L’alternative classique aux brevets comme mesure de la création de connaissances est l’identification des produits innovants, ou plus largement des innovations. Certains auteurs par exemple préconisent de retenir les annonces de nouveaux produits réalisées auprès des revues commerciales et techniques pour mesurer le degré d’innovation des sociétés, en particulier le degré d’innovation radicale (Coombs, Narandren et Richards, 1996). La mise sur le marché apparaît à plusieurs auteurs comme la caractéristique clé du « résultat » de la recherche‐développement. Pour eux, un nouveau produit n’est « nouveau » qu’une fois disponible sur le marché (Santarelli et Piergiovanni, 1996).
En théorie, il s’agit de l’indicateur le plus intéressant puisqu’il permet de mesurer exactement ce que l’on veut étudier. Toutefois, cet indicateur est confronté à un certain nombre de critiques.

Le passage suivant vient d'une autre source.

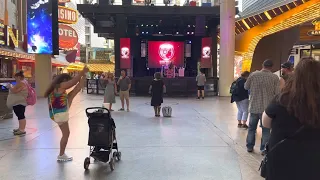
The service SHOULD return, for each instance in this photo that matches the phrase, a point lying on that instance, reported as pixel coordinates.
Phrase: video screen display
(41, 26)
(165, 52)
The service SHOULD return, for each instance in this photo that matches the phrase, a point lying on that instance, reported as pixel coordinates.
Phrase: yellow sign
(67, 15)
(7, 34)
(316, 31)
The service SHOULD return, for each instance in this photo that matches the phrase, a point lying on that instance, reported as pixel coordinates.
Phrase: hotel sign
(8, 36)
(67, 15)
(316, 31)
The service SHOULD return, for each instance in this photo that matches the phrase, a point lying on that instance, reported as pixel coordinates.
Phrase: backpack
(234, 87)
(32, 96)
(166, 111)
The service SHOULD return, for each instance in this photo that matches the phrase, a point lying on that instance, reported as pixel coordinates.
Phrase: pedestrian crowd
(288, 112)
(286, 109)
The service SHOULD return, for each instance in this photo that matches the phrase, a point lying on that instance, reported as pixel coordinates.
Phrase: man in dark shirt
(125, 85)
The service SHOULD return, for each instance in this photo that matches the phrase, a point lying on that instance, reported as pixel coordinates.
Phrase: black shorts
(19, 110)
(200, 88)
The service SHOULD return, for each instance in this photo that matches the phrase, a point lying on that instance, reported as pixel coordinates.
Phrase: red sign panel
(125, 59)
(206, 56)
(68, 37)
(165, 52)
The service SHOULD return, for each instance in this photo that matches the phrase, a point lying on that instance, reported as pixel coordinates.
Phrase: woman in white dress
(110, 91)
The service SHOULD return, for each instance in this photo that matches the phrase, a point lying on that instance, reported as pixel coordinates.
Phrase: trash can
(5, 112)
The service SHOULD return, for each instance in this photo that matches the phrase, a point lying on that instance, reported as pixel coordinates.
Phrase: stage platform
(181, 86)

- La perception de l’innovation peut être relative. Certaines entreprises considèrent qu’elles n’innovent pas car elles ne font pas de R&D alors qu’une analyse de leur portefeuille de produits souligne l’importance des produits nouveaux. Il peut être difficile de définir ce qui constitue et ce qui ne constitue pas une innovation.
- Toutefois, au sein d’une entreprise, le problème peut être limité en adoptant une définition partagée de l’innovation.
- L’innovation est confrontée à la même critique en termes de valeur que le brevet. En effet, pour que l’indicateur soit pertinent, il faut être en mesure de distinguer au moins les innovations radicales des innovations incrémentales. Mais il est en réalité nécessaire d’aller plus loin. Les indicateurs d’impacts de l’innovation visent à combler cette lacune (cf. Partie 2.).
- Les innovations de procédé sont généralement sous‐estimées ou non valorisées.
La distinction entre innovations radicales et innovations incrémentale permet d’affiner le raisonnement. Toutefois, une telle approche nécessite d’avoir le recul historique nécessaire pour identifier les produits innovants qui ont réellement influencés l’économie.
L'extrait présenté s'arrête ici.